Per essere un film di fantascienza, la realizzazione e’ piuttosto atipica. L’attenzione non e’ focalizzata molto sull’aspetto castastrofico della vicenda, o sul suo sviluppo scientifico/medico; ci si concentra piuttosto sul crollo delle regole sociali all’interno di una comunita’ ristretta dove improvvisamente qualcosa degenera ed impone la legge del piu’ forte. Insomma l’aspetto umano e’ il fulcro della vicenda; l’intuizione e’ buona, la realizzazione meno.
Intanto c’e’ da dire che alcuni passaggi della vicenda sono poco realistici. Il fatto che i contagiati vengano da subito messi all’interno di un ex-manicomio senza contatti con l’esterno, senza una minima forma di assistenza medica o di alcun tipo e’ oggigiorno impensabile. A parte le guardie che sparano a vista a chi si avvicina al perimetro, l’unico modo di parlare con le autorita’ e’ un telefono che non funziona; non vengono fornite televisioni (plausibile) ma nemmeno radio (meno plausibile).
La convivenza tra le varie camerate degenera quando un internato si proclama Re, e requisice per la sua camerata tutte le derrate alimentari; il tutto perche’ in possesso di un revolver. Ora, ccme possa un cieco essere davvero pericoloso essendo armato di pochi proiettili e’ un mistero. Un’arma da fuoco in mano a un non vedente e’ cosi’ pericolosa da impedire ad una massa di gente di reagire? Addirittura si piegheranno alla richiesta di abusare delle loro donne senza reagire; totalmente assurdo.
Come assurdo e’ il comportamento della moglie dell’oculista che decide di seguire il marito nel “campo di concentramento” pur non essendo malata ed essendo ancora nei primi giorni dell’epidemia e non reagisce quando lui e una contagiata avranno un rapporto sessuale.

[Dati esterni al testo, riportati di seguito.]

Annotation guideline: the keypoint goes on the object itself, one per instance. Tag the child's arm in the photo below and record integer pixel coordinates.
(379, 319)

Al crollo della societa’, e’ impensabile che non avvengano incendi, esplosioni e quant’altro sia causato da una mancanza di manutenzione o sorveglianza; invece la citta’ e’ semplicemente, placidamente abbandonata a se stessa. I numerosi ciechi che girovagano senza nemmeno finire costantemente a terra a causa di un marciapiede, un carrello abbandonato, uno sportello di auto, riescono a individuare negozi di alimentari o gente che porta derrate alimentari. Ma dai…

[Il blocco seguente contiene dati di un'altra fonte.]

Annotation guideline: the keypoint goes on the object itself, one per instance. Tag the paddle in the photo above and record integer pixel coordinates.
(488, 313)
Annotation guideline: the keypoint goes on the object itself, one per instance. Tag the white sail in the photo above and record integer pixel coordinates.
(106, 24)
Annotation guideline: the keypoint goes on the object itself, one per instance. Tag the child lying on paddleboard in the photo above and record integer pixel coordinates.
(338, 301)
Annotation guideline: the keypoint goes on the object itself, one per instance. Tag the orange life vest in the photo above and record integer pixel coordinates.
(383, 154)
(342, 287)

Il ritmo del film e’ molto lento, sebbene non annoi mai; anzi in alcuni momenti si vive anche della tensione. La fotografia e’ buona, con toni sempre tendenti al bianco ed al nero grazie all’uso di filtri adatti a trasmettere la cupezza della situazione. Come detto non ci sono effetti speciali, ma in questo caso non se ne sente la mancanza.
Gli attori recitano in modo discreto (ci sono anche un Danny Glover ormai in disarmo ed una Alice Braga naturalissima nel ruolo della mignotta) anche se talvolta la sospensione dell’incredulita’ e’ interrotta – colpa forse anche dei doppiatori italiani, non sempre all’altezza.
Fondamentalmente il film risulta fiacco, senza mordente. La storia ci sarebbe, e tutto sommato anche la non-tensione che si vive nelle due ore di proiezione puo’ far parte di un suo stile; pero’ queste cose unite ad una serie di situazioni a dir poco improbabili rende il tutto poco credibile.
Peccato; l’idea della cecita’ e del collasso della societa’ era decisamente un buono spunto che avrebbe meritato maggior fortuna.